Khalid Chegraoui, professeur d’histoire et d’anthropologie politique éclaire sur les enjeux de l’enseignement à distance et s’il peut être considéré comme un élément structurel du système éducatif marocain.
Pour un pays comme le Maroc, l’enseignement à distance constitue-t-il un atout ou un risque ?
C’est même devenu une évidence et une exigence, étant donné la situation générée par la Covid-19. De plus, l’enseignement à distance a toujours été pratiqué, certes de manière limitée, pour des formations continues et certaines diplomations professionnelles, qui ne stipulent pas de présence obligatoire, sauf un travail assidu, de cours et d’exercice, avec un système d’évaluation aussi à distance, ce qui a été fait dans les années 70 et 60 du XXème siècle avec des institutions nationales et étrangères. Ce système a permis un développement de beaucoup de capacités personnelles de petits et moyens cadres ainsi que le développement des rendements. Alors qu’aujourd’hui, avec les moyens de communication et de travail dont on dispose, et vu la situation de pandémie et, peut-être, d’autres catastrophes auxquelles il faut s’attendre, je trouve que l’enseignent à distance doit impérativement faire partie des cursus, crise ou pas crise. Ce qui demandera une nouvelle approche pédagogique et didactique et des formations adéquates. Et, d’un autre côté, il faudra revoir nos curriculums et nos systèmes d’évaluation et de notation des examens finaux, vers moins de sanctions, pour plus de rendements, à travers des approches par compétences et des classes inversées… Ce qui donnera plus d’opportunités à l’apprenant de développer sa créativité, ses capacités d’innovation et de réflexion par lui-même…
Ce mode d’apprentissage doit-il être considéré comme un élément structurel du système éducatif marocain ou seulement une réponse conjoncturelle au contexte de crise, comme c’est le cas avec la Covid-19 ?
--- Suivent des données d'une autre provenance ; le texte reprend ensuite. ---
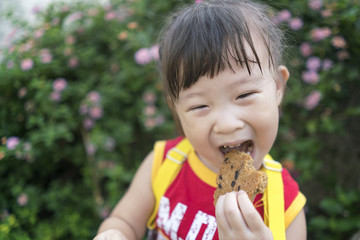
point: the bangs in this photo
(208, 38)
Il faudra sûrement l’institutionnaliser et pour toujours. La crise de la Covid-19 est certainement une catastrophe, mais qui aura à nous pousser à prendre un nouveau virage, au moins dans le secteur de l’enseignent qui, comme beaucoup d’autres secteurs, en aura pâti. Car, plus que l’économie et autres secteurs, la paralysie de l’enseignement aura un impact très négatif sur les enfants et les jeunes, l’avenir de toute la société, en somme, du fait du confinement et de ses relations complexes imposées à la structure familiale et la société en général. Cette institutionnalisation impose de nouvelles structures et de nouveaux procédés, car cet enseignement, à part ses exigences matérielles, pour l’institution comme pour l’apprenant, qui ne sont nullement une entrave, nécessite une nouvelle approche didactique et pédagogique qui doit être inculquée dans les centres et les institutions de formation et d’enseignement.
Ce nouveau cadre exige, aussi, de nouvelles formes de partenariat public- privé avec intégration des centres de réflexion et des universités, comme il demande une meilleure compréhension et confiance en la jeunesse et en ses capacités d’adaptation et de maîtrise des nouvelles techniques et des moyens de communication, comme cela demandera plus d’engagement de la part des communes et des acteurs civils, avec un retour obligé de la responsabilité familiale, car l’éducation est sa fonction quand l’instruction est le fait des structures de l’enseignement et de l’Ecole.